Once it's set up, tell Cursor to "watch annotations." Then just go through your page and click on anything that needs work — a headline that's too small, a button that's the wrong color, spacing that feels off. Type what you want, and Cursor picks up each annotation and fixes it, one after another, hands-free. No copy-pasting, no trying to describe where things are. You click on the actual element. The agent already knows what it is.
If you'd rather just tell Cursor what to fix, these prompts tackle the most common design problems:
The page feels flat — nothing stands out. Make the headline the obvious focal point. It should be the first thing someone sees. Reduce the visual weight of everything else.
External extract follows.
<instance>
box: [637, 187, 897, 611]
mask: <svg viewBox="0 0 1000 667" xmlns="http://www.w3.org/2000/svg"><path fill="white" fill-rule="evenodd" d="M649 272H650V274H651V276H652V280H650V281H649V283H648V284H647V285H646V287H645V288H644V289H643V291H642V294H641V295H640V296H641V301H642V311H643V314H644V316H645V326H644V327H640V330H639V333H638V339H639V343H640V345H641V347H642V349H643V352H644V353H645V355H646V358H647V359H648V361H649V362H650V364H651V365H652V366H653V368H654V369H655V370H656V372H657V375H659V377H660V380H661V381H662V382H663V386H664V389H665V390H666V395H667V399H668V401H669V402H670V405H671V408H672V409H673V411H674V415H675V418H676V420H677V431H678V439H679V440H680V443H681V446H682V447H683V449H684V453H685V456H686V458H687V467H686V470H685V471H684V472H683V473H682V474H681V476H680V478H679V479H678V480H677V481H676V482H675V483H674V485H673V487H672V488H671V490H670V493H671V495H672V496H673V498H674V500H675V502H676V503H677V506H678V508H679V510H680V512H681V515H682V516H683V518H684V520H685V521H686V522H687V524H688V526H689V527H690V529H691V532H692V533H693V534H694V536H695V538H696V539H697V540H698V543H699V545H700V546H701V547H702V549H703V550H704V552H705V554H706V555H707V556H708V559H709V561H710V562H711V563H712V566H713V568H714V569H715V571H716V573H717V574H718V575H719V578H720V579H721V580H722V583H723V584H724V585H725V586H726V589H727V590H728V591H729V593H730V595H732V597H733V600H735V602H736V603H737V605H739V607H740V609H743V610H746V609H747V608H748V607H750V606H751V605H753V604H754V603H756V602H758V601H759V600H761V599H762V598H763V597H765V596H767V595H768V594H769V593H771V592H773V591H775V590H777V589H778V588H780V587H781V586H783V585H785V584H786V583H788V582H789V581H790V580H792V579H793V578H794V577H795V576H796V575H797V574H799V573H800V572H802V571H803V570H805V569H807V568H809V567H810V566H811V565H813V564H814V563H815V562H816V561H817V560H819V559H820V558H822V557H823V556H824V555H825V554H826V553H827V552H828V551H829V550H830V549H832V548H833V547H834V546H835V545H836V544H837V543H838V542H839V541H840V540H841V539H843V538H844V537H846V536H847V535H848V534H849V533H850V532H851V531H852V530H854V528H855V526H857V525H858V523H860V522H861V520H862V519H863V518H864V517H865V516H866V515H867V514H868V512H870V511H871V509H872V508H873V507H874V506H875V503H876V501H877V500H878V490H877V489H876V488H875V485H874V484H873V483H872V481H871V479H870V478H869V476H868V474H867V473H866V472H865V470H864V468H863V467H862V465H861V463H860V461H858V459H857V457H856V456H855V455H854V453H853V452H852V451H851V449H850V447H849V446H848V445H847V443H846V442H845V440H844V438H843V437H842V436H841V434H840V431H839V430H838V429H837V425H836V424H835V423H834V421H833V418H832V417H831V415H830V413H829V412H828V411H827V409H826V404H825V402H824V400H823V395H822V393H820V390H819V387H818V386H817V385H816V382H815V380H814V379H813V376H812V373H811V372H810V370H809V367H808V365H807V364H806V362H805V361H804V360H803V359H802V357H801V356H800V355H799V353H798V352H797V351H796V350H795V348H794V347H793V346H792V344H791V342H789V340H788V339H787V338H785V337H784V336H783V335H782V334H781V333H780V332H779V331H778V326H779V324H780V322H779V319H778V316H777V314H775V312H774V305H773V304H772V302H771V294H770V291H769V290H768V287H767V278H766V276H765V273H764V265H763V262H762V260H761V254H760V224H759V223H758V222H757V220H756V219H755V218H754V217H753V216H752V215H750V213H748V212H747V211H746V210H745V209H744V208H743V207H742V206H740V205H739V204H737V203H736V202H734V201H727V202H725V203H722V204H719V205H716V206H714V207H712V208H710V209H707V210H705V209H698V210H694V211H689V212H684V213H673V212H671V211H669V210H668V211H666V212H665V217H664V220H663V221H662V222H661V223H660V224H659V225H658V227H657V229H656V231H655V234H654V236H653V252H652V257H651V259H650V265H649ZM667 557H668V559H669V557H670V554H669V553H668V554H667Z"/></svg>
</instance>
Too many colors and styles competing. Simplify to one accent color and neutrals only. One font family, one button style, one link style throughout.
The copy is too vague — it could describe any product. Rewrite every headline and description to be specific to THIS product, THIS audience, and THIS problem. Use real names, real numbers, real outcomes. "Save 3 hours a week on meal planning" not "Save time on everyday tasks."
Everything feels cramped. Double the padding between all major sections. Add more space between the heading and the first content block. Let the page breathe.
This one's different — don't just paste a prompt. Do this:
- Go to mobbin.com
- Search for an app or site that solves a similar problem to yours
- Screenshot it
- Paste the screenshot into Cursor and say:
Make my page feel like this reference. Match the spacing, typography hierarchy, and layout feel — not the specific content or colors.
Mobbin is free and has thousands of real app screenshots sorted by pattern.
This is the single most effective shortcut to making something feel professional. It's not cheating — it's what designers actually do.
Now, more prompts:
Make the CTA button more prominent — it should be the most obvious interactive element on the page.
The body text is too small. Use 18px with a line-height of 1.7.
Remove all decorative elements that aren't essential to understanding the content. Icons, illustrations, borders — if it's not doing a job, cut it.
Add a subtle hover state to all buttons and links so the page feels responsive.
The sections all look the same. Make one section stand out — try a tinted background or a different layout to create contrast.
Ship & fix
When you're ready to put it on the internet (or when something breaks).
Help me deploy this project to Vercel. Walk me through it step by step — I'm not a developer. Use simple language and tell me what each command does before I run it.
Something isn't working. Here's what I see: [describe what happened or paste the error]. Explain what went wrong in plain English and fix it. Don't introduce any new features — just get it back to working.
I don't like how [section, e.g. "the hero" or "the features grid"] turned out. Remove it completely and rebuild it from scratch. Keep it simpler this time.
How to talk to Cursor
A few things that make a huge difference.
Be specific, not vibes.
"Make it look better" gives you random changes. "Make the headline 48px bold and add 80px of space below it" gives you exactly what you asked for.
One thing at a time.
Don't say "fix the layout, colors, typography, and spacing." Fix one, review it, then fix the next. You'll stay in control and actually learn what each change does.
Paste screenshots, don't describe them.
"Modern clean minimalist" means nothing — AI interprets that a hundred different ways. A screenshot means one specific thing. Drag it into Cursor.
Tell it what NOT to do.
AI will add things you didn't ask for. When you see something you don't want: "Remove the gradient," "No icons," "Stop adding new colors." Saying no is a design skill.
Describe the problem, not the solution.
Instead of "Add a hamburger menu," try "On mobile, there's no way to navigate between pages — what's the simplest fix?" You focus on the what. Let the AI figure out the how.